Serious fans of Mexican cooking will want to make a pilgrimage to El Mercado de Los Cielos, a lively food court located inside Desert Sky Mall in west Phoenix. The sprawling boutique marketplace is home to more than a dozen Mexican food stalls, selling everything from thick, sturdy Mexico City-style machete quesadillas to Sinaloan-style Mexican sushi. Enjoy whipped fruit licuados from La Carreta de Lily; carne asada tacos from La Cosinita; and the enormous seafood platters at Mariscos La Phoenikera. If you're craving it, chances are you'll find it at El Mercado de Los Cielos. And when you're done eating, you can easily spend an hour or two browing the wares of dozens of local merchants.

This tiny, unassuming south-side panadería is well-stocked with a fresh assortment of baked goods, including Mexican breads, cakes, and pastries. Stop by for notably fresh and fluffy bolillo rolls, pillowy conchas, creamy tres leches cake, and some of the best fruit-stuffed empanadas in the city. Looking for a quick birthday cake? Panadería y Pastelería La Mejor carries an assortment of grab-and-go cakes and cupcakes. On the weekends, the kitchen makes a terrific white corn menudo, which you can enjoy in the shop's small dining area. The panadería offers great value, too — a dozen fresh Mexican pastries will set you back less than $10.

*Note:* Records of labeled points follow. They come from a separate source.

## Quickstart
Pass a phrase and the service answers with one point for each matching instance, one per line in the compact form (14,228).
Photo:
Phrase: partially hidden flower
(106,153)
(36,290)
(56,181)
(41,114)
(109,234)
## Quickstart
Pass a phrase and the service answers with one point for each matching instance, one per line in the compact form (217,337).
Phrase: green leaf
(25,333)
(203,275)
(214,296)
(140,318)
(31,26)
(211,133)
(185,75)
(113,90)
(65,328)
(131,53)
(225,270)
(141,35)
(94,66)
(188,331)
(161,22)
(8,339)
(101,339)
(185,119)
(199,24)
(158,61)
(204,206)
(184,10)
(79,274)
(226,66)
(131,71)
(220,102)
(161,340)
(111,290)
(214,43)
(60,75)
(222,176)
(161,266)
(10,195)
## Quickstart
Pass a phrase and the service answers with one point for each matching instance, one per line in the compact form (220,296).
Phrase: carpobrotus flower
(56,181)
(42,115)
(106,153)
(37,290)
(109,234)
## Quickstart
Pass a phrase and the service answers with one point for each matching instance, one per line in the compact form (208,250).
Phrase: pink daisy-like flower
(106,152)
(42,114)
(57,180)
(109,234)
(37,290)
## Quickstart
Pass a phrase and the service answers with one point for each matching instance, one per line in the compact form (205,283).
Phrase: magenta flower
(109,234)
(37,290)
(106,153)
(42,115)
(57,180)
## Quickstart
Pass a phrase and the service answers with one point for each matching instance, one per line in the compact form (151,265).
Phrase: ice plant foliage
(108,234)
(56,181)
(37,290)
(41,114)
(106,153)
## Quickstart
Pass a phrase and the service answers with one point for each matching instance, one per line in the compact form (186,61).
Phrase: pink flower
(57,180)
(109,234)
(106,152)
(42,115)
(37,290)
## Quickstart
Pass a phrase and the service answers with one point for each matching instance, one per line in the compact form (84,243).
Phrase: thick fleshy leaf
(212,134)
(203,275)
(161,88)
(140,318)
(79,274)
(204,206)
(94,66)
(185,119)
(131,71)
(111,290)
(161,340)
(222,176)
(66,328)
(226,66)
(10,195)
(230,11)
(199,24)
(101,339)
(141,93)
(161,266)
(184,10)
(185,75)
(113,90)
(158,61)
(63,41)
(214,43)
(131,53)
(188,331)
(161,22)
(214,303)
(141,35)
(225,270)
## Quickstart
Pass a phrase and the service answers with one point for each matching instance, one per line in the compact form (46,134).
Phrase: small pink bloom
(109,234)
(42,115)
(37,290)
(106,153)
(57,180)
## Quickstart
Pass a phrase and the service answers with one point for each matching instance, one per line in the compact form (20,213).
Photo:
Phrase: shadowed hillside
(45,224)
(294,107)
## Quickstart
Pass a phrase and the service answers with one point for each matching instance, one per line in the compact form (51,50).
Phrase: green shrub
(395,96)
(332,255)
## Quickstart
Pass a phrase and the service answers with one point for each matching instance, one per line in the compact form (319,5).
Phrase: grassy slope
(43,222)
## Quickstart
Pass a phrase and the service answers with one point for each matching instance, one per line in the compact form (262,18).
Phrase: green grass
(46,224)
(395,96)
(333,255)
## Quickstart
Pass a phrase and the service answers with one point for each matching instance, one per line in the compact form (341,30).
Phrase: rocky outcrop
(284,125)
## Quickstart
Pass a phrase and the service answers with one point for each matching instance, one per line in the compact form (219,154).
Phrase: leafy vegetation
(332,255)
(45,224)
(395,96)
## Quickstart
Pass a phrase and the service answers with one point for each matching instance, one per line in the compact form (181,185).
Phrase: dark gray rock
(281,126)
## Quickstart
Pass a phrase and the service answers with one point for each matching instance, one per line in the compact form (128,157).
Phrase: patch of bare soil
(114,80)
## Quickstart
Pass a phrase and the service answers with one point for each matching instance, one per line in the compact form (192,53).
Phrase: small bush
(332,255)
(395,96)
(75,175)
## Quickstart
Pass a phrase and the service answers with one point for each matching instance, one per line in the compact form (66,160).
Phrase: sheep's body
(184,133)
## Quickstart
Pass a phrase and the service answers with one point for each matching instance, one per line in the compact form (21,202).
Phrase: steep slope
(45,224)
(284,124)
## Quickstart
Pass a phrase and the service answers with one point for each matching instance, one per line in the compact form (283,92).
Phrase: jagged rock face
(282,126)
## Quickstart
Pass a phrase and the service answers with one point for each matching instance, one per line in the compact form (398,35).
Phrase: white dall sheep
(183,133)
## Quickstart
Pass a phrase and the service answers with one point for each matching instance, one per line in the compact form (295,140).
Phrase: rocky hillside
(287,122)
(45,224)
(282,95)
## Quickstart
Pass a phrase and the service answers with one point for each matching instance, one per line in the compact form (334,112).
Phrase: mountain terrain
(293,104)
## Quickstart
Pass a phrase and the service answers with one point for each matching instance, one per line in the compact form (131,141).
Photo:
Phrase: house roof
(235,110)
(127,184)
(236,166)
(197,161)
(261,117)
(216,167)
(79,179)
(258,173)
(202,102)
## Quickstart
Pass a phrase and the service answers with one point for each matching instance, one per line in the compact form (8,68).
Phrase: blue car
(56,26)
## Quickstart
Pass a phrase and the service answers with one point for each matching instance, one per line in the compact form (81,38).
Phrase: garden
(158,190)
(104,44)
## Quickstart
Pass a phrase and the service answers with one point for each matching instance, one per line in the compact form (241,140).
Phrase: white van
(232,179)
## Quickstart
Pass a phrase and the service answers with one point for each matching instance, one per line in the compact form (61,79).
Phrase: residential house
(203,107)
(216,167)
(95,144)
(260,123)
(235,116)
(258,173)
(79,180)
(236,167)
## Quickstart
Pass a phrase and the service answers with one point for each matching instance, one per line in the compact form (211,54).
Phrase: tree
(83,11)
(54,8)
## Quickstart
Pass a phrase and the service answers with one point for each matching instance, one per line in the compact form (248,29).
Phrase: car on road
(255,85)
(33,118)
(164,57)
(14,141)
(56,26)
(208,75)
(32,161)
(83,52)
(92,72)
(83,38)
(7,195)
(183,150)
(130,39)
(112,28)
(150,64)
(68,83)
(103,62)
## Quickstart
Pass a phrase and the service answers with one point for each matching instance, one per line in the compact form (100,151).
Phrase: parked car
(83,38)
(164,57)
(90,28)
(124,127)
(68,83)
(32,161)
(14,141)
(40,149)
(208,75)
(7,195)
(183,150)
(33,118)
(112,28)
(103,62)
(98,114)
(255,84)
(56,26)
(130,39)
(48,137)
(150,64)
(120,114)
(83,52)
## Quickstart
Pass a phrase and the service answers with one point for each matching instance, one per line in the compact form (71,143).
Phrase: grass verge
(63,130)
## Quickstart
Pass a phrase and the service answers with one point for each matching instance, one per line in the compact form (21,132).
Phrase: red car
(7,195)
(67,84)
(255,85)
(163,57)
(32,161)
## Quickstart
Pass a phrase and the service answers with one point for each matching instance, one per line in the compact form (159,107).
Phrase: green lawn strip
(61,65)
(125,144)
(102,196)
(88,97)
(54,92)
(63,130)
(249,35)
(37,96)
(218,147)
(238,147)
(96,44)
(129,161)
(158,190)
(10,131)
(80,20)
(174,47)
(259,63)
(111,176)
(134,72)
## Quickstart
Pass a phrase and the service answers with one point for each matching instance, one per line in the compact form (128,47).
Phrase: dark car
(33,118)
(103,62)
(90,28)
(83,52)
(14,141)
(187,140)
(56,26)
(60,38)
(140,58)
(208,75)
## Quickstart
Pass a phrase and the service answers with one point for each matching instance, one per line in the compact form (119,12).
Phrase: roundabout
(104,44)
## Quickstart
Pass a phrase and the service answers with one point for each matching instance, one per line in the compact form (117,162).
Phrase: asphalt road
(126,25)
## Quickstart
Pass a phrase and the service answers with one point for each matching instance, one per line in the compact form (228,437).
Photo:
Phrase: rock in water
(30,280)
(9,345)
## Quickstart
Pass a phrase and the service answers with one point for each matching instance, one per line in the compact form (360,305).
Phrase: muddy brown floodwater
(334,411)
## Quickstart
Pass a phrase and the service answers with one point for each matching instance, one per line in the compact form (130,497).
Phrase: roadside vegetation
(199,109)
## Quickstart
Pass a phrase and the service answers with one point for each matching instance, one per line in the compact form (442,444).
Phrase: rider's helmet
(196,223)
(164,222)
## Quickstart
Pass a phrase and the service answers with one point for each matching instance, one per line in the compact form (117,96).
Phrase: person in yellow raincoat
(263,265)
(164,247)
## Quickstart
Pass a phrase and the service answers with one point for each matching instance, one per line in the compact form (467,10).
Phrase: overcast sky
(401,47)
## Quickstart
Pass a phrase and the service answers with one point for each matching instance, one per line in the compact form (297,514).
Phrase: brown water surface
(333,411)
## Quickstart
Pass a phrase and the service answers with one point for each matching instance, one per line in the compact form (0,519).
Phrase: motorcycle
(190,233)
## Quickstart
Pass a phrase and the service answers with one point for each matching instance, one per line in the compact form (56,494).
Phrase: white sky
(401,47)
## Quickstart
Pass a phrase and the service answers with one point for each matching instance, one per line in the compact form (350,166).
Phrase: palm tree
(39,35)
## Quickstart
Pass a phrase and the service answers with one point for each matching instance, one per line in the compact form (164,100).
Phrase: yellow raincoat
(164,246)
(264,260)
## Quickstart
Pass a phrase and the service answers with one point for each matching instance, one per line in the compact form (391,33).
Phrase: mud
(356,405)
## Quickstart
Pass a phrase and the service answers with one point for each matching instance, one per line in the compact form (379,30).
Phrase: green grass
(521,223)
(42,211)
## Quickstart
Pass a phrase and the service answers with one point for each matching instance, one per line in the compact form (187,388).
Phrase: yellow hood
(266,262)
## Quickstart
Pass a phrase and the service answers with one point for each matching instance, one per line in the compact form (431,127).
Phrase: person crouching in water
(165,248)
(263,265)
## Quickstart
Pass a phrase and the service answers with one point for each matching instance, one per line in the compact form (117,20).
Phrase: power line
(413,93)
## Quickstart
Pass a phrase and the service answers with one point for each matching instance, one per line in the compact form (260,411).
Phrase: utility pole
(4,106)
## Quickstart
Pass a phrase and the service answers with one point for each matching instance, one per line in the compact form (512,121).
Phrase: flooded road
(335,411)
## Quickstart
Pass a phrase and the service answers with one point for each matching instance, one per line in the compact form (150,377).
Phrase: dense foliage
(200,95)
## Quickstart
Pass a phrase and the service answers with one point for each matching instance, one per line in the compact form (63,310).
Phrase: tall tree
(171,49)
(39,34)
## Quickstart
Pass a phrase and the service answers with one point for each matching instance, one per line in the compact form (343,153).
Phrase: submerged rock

No matter what kind of Mexican candy you're on the hunt for, chances are you'll find it at Dulceria La Bonita, a wholesale candy retailer that is open to the public. Behind its nondescript exterior, this candy warehouse is stocked with a vast assortment of Mexican candies, snacks, toys, and party decorations. Among the bulk items, you'll find iconic Mexican brand candies like Tres Reyes, La Imperial, De La Rosa, and Lucas.

Palabras is a unique gathering place in central Phoenix, a bright, energetic space that caters to the community while providing an invaluable resource for the city's large Spanish-speaking population. The book selection veers toward titles in Spanish and English that promote diversity and social and cultural awareness. There's other merchandise for sale, too, including shirts, home goods, and work by local artists. Palabras offers far more than just what it sells, though. The space is home to programming like POC (people of color) open mics, language classes, and writing nights for both Spanish and English writers. We're lucky to have it in the Valley.

We love accenting our home with beautiful Mexican handicrafts; what we don't love is when those "Mexican handicrafts" are actually mass-produced in a factory overseas. Fortunately, we have stores like Mercado Mexico in the southeast Valley, where the real thing is available (and at great prices, to boot). There's a little bit of everything here, from piñatas, colorful blankets, and Dia de los Muertos figurines to vibrant dishware, rustic pottery, and outdoor decor. We often lose track of time roaming the aisles of Mercado Mexico, looking for that next perfect acquisition and admiring the craftsmanship of our neighbors to the south.